Yet for better or worse, that's where my curiosity is leading me.  Today, amongst the wildflowers, birdsong, and rusted-out factory remains, it all clicked into place.  I came up with a master plan for helping developmental students at my university. 

We need to set up a learning community involving basic composition, an expanded "reading and study skills" course, and the required core course called "Faith, Religion, and Society" that most first-year students take in the fall term.  The theology course would provide content for the reading and writing courses.  Since we no longer are able to have an extended summer success program, we could incorporate a summer reading program we do with all of our students, offering our developmental students an audiobook option and email or chat-type electronic encouragement to get the summer reading done thoughtfully.

For the second term, we do a slightly-less intense learning community of, say, Seminar in Thinking and Writing (our college-level writing course) and Basic Math or Spanish I . . . still providing extra support.  Do something online over the summer (a book discussion group!  popular novels! available on MP3 players for reluctant readers!) and then try to keep the learning community together for one sophomore course, like Western Cultural Traditions.

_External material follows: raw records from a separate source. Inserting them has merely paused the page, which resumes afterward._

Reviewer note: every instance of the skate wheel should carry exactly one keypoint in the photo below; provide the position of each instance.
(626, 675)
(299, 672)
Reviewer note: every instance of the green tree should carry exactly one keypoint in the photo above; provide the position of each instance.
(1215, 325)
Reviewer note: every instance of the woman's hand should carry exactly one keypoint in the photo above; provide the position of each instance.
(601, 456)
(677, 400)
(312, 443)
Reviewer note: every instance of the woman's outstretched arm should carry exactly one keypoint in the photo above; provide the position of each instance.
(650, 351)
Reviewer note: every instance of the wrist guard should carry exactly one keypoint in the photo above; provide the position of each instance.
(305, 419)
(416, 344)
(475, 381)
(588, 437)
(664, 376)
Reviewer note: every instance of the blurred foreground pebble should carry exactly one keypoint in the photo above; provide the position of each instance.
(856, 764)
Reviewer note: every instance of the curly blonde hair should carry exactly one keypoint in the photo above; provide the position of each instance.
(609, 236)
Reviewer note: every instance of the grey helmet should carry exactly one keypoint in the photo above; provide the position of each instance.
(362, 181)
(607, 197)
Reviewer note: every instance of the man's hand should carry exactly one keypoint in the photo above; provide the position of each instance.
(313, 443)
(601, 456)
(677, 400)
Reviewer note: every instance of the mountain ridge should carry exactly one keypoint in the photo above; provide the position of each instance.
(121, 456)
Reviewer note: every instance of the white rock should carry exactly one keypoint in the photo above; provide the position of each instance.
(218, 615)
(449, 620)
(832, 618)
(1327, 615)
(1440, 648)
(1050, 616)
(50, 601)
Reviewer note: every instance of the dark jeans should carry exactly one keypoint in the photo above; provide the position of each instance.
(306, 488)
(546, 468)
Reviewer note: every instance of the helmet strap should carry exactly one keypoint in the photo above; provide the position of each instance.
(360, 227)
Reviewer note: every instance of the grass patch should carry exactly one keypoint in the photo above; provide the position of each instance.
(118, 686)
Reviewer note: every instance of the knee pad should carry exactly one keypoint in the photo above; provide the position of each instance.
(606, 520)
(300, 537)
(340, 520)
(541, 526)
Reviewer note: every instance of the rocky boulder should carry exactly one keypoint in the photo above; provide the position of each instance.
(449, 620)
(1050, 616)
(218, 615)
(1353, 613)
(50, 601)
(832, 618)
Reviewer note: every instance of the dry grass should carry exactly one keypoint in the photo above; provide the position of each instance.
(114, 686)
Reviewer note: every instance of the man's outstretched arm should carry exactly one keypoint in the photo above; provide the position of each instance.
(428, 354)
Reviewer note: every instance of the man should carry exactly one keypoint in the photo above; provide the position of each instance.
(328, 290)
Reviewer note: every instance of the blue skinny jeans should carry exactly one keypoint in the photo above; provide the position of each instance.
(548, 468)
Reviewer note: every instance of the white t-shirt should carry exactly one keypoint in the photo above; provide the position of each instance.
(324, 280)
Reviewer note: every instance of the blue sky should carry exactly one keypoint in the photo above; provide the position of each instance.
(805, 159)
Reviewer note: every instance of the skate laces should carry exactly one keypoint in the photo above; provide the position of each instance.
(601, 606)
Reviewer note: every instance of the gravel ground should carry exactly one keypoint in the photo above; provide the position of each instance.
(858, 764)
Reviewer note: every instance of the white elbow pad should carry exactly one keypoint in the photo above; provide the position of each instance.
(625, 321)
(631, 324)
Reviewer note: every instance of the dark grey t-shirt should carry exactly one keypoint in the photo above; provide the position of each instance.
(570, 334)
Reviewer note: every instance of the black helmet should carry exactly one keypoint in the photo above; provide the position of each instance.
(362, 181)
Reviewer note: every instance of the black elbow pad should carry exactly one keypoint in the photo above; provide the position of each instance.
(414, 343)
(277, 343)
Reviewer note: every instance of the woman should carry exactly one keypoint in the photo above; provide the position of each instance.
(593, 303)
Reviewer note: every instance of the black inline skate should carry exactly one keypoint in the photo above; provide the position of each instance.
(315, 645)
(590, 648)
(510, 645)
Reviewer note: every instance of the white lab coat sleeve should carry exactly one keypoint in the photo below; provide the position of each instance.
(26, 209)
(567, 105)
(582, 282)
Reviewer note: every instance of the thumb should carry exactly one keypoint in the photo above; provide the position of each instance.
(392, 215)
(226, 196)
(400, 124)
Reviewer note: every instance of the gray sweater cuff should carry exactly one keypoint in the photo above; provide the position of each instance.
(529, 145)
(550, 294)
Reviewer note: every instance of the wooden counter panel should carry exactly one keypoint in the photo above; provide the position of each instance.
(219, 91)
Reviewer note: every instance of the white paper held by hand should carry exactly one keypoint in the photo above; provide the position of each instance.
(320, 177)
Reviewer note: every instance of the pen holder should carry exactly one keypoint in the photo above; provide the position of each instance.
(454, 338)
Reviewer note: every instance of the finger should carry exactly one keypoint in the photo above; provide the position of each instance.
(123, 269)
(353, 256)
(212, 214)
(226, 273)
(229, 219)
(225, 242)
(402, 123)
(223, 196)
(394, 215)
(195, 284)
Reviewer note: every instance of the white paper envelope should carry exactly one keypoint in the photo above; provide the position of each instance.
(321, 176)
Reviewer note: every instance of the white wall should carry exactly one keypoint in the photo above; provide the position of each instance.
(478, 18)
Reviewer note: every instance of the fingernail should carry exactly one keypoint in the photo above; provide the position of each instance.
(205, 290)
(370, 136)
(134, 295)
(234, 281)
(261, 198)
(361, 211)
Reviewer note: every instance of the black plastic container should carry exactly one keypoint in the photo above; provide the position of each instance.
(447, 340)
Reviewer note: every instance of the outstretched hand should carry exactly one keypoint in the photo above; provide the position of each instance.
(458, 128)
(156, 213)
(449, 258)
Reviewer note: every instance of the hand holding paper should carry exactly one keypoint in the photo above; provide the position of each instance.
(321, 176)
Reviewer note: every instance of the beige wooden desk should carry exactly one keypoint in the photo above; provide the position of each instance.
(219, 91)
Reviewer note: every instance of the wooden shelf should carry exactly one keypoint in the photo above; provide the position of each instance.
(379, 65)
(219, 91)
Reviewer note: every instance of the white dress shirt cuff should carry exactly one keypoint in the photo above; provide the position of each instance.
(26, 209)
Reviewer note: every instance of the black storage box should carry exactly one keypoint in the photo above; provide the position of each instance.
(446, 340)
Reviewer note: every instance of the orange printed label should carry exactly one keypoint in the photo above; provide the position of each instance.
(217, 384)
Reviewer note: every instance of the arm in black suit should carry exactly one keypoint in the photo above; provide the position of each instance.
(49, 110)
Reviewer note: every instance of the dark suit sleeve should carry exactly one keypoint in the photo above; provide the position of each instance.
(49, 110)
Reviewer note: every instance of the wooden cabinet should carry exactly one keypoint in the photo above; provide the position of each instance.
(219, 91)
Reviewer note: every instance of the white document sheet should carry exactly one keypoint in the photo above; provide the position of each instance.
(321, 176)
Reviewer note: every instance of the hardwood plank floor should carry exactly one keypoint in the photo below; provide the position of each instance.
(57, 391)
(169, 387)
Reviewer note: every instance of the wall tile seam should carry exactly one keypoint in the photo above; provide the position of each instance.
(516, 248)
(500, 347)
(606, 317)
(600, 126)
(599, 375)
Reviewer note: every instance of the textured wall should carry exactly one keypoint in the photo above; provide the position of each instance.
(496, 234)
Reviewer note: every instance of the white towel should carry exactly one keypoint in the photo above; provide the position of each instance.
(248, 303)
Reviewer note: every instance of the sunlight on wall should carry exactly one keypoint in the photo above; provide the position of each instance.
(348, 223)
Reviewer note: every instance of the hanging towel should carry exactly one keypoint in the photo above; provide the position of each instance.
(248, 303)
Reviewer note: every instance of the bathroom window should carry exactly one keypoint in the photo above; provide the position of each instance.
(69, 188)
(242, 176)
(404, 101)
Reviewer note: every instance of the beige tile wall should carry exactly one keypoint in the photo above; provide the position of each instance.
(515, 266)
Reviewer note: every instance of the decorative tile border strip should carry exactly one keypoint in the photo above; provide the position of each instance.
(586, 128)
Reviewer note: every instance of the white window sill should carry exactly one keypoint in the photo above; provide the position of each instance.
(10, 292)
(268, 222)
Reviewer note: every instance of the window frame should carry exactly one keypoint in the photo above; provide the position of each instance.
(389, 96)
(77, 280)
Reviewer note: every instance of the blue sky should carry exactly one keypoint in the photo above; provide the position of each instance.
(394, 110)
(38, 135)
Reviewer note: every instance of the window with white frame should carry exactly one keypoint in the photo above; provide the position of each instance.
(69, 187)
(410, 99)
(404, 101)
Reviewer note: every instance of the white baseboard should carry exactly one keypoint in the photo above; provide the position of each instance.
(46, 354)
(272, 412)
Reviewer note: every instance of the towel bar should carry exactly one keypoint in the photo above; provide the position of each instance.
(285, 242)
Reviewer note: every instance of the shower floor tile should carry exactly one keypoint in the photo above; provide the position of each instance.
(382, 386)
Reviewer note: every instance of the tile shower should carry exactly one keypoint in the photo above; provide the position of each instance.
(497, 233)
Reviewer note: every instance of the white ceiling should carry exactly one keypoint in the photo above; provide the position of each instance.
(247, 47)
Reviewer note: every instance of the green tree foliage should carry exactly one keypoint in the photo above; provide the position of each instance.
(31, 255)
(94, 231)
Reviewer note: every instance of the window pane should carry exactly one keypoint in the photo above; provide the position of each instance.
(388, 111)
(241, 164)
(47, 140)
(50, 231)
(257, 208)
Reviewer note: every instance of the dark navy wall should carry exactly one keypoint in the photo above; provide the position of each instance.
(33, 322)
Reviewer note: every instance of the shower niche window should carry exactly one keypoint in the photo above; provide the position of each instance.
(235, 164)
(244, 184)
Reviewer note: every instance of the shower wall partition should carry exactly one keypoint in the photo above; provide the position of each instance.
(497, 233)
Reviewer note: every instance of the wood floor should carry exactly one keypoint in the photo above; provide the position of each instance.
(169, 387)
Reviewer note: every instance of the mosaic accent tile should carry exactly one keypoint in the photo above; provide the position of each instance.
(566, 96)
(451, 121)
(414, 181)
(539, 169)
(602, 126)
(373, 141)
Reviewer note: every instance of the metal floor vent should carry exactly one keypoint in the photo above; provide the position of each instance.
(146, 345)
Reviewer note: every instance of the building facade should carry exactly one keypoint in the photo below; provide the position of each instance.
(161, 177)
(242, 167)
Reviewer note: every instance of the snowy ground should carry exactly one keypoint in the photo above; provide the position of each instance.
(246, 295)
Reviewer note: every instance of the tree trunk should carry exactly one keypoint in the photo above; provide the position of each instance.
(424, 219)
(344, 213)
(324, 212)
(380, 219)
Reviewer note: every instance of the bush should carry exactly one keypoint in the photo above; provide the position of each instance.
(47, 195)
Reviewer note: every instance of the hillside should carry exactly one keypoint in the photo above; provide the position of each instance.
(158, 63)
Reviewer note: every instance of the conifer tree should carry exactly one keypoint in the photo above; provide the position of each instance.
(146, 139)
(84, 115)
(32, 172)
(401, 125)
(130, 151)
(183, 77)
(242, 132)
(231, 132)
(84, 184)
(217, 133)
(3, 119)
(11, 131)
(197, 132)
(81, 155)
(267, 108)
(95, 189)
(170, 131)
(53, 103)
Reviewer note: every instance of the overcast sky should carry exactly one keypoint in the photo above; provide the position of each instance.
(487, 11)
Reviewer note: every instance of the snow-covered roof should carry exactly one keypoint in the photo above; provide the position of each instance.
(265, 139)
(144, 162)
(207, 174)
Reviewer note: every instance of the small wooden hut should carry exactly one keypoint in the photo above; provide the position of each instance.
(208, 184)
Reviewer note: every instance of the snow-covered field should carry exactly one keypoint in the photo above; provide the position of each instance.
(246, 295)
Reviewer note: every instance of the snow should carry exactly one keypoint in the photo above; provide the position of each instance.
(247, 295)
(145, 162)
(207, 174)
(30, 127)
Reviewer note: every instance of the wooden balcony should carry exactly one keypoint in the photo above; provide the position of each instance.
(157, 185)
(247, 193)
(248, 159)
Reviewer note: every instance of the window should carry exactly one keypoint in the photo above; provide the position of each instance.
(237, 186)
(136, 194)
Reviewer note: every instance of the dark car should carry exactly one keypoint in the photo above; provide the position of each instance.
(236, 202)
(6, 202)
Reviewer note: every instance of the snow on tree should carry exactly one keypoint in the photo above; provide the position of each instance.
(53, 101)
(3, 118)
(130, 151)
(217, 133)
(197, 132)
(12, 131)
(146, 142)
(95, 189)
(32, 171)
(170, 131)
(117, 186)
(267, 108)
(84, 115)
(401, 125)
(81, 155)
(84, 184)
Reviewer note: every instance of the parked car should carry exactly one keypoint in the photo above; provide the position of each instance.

The challenges:  scheduling, obviously; getting a theology prof to sign on; keeping the class size small enough to give lots of individual attention but big enough for a realistic amount of attrition (and of course, financing that smaller class size).  Plus, if we're going to teach reading, then both our academic skills counselor and I need to study reading . . . but no problem there, we're both interested in doing that.  This plan takes account of two strategies that, according to a recent Chronicle of Higher Ed article,  University of Alabama has used in bolstering minority and first-generation graduation rates:  learning communities and ongoing attention to at-risk students.  Ideally, we'd also use a third strategy cited in the same article:  track students in the pilot learning community to see if their graduation rate is better than that of students outside the community. 

So that's the "how."   The "why" I'll have to get to next time.    




Holly said:

Learning communities seem to be really starting to take off at my community college, often a commonly taken gen ed class paired with developmental reading or writing (sometimes our optional 1-credit College Success Seminar as well). I haven't had a chance to teach in one myself yet, but colleagues who have talk about how energizing it is to work with another faculty member. It's an ongoing effort to publicize them though. Here's a link to what we're offering for fall semester. (And welcome to the blogosphere!!)

Lee McClain said:

Thanks, Holly. The descriptions of the learning communities you folks offer are really helpful. Collaborating with another faculty person would be fantastic. I hate to ask, but wonder if faculty get any compensation for the extra time involved in working together on a course and attending each others' classes?

Holly said:

Our Center for Teaching and Learning already had set up a semester-long program called Peer Partners, where two faculty members attend each other's classes (often doing the assignments as well). Payment for that is one course release for FT faculty and the "equivalent" cash for adjuncts. So what's been happening, often, is that two faculty members who intend to start a learning community do a Peer Partnership the semester before and use that support to plan out how their courses would be joined. During the actual running of the learning community, then, faculty may not actually be attending the other's classes (though I'd assume they would be meeting--no payment for that though).

Lee McClain said:

Sounds like your institution is pretty progressive in its support of teaching and learning.

Lee, it sounds like at SHU what should happen is a group of professors who want to build a learning community would get together and build a proposal into their professional development plan, with a request for release time.